Ben kissed the tousled black hair, holding on, inhaling Jonah with every breath. “Jay, my Jay.”

“I’m so sorry I’ve done this to us. I wish I’d done everything differently. Except meeting you. I did that right.”

Ben kissed him again. “I love you, Jay, and I
will
do the time for you, and if you won’t let me do that then I’ll…I’ll be waiting at the gates when you come out. I promise.”

“Be there.” Jonah’s hands gripped his forearms. “If I know you’ll be there, I’ll be fine. I’ll probably be running the place by the time I leave, anyway.”

“Of course you will.” Ben imagined Jonah, in prison, helpless and crippled, his charm and good looks doing him no good at all. His mind flinched from the thought.

There was a tentative knock on the door some half an hour later: Dora, with a tray of food. Ben had Jonah sprawled over him. Neither of them could summon up the energy to move. It was too late for that.

“Well.” Dora put the tray down. “I knew as you two was running from summat when you came here wi’ no luggage nor a hat to your heads. I thought I knew what that trouble was. Suppose I was wrong.”

“Suppose you were,” Jonah said, wearily.

“Not that wrong.” Ben would not deny Jonah now. “There’s just…more to it.”

“I see that.” Dora folded her arms. “How much trouble are you in?”

“All of it,” Jonah said.

“Listen, Dora, Jonah’s not a bad man.” It mattered to Ben that she should believe that. “He didn’t do half of what they say of him.”

“Oh, aye? And what about the other half?”

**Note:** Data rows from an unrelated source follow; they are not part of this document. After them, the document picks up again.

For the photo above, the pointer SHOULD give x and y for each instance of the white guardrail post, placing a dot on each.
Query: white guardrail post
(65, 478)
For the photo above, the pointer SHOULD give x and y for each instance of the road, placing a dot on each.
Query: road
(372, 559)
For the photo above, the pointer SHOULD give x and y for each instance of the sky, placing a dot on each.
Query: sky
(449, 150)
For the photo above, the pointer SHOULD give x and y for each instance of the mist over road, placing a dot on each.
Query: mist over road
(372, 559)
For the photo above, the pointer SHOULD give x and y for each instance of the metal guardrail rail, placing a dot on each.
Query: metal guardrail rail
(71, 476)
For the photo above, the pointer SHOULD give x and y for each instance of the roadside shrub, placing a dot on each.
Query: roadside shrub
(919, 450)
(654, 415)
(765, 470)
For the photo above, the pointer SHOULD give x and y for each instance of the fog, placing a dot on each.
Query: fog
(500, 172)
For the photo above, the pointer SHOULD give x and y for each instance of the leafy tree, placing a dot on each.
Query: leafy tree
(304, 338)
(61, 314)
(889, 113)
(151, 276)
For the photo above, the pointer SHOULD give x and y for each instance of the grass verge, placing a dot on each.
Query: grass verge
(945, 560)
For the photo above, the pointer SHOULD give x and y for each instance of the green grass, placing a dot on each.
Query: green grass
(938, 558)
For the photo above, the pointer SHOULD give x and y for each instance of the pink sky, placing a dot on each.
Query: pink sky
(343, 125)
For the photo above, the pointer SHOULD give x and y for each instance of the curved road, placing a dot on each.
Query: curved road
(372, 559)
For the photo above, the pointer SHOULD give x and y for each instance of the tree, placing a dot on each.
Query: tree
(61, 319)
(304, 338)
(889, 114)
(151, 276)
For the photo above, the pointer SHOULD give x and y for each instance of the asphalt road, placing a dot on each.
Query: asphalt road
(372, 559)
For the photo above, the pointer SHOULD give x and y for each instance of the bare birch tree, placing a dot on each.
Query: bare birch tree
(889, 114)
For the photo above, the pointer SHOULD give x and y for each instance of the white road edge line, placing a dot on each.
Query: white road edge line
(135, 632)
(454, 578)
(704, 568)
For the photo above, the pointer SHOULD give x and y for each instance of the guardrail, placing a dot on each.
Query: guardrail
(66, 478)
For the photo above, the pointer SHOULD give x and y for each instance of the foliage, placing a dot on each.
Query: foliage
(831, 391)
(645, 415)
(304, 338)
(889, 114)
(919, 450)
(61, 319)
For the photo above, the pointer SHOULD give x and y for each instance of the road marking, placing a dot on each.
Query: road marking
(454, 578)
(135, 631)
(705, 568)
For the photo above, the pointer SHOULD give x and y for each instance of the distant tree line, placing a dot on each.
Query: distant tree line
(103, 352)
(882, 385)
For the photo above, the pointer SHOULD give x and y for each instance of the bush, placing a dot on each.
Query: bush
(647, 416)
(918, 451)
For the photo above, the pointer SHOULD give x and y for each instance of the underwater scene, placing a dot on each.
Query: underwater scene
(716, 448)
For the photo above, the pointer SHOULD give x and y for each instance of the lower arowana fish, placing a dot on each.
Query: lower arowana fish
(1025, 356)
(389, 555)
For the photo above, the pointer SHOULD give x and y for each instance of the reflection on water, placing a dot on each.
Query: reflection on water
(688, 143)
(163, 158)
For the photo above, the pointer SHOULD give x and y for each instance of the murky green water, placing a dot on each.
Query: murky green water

“It doesn’t matter any more,” Jonah said. “I’m sorry for bringing trouble on you, Dora, but they aren’t after you. Just do what Day says, and we’ll be gone tomorrow.”

Dora glared at him. “You were in my house, Jonah Pastern. With my children. Now, you tell me. What did you do?”

“Stole. I’m—I was—a thief. I stole, and I helped some very bad people do some very unpleasant things because they threatened Ben.” Jonah gave a helpless shrug. “I never stole from you, Dora. I haven’t stolen a ha’penny since Ben told me to stop.”

She sniffed. “Pity he didn’t say that earlier, sounds like.”

“He didn’t know. None of this is his fault.” Jonah’s smile was a watery shadow of itself. “You didn’t make a mistake taking us in, I promise. I wouldn’t have let you down. And Ben’s never let anyone down in his life.”

“I let you down. I should have stopped you, the night of the storm. That’s how they tracked us, isn’t it? Rumours of a windwalker. If I’d stopped you, Day wouldn’t have found you here.”

“And Harry Penrose and Aaron Tapley would be dead,” Dora said.

“I know.” Ben looked up at her. “You shouldn’t get in any trouble. You didn’t know you were harbouring fugitives—”

“I knew right well,” Dora retorted. “It’s why I didn’t pay you.”

“Well, say you didn’t know, about anything. We’ll say the same. They’re not interested in you and—she’s not in their jurisdiction, is she, Jonah?”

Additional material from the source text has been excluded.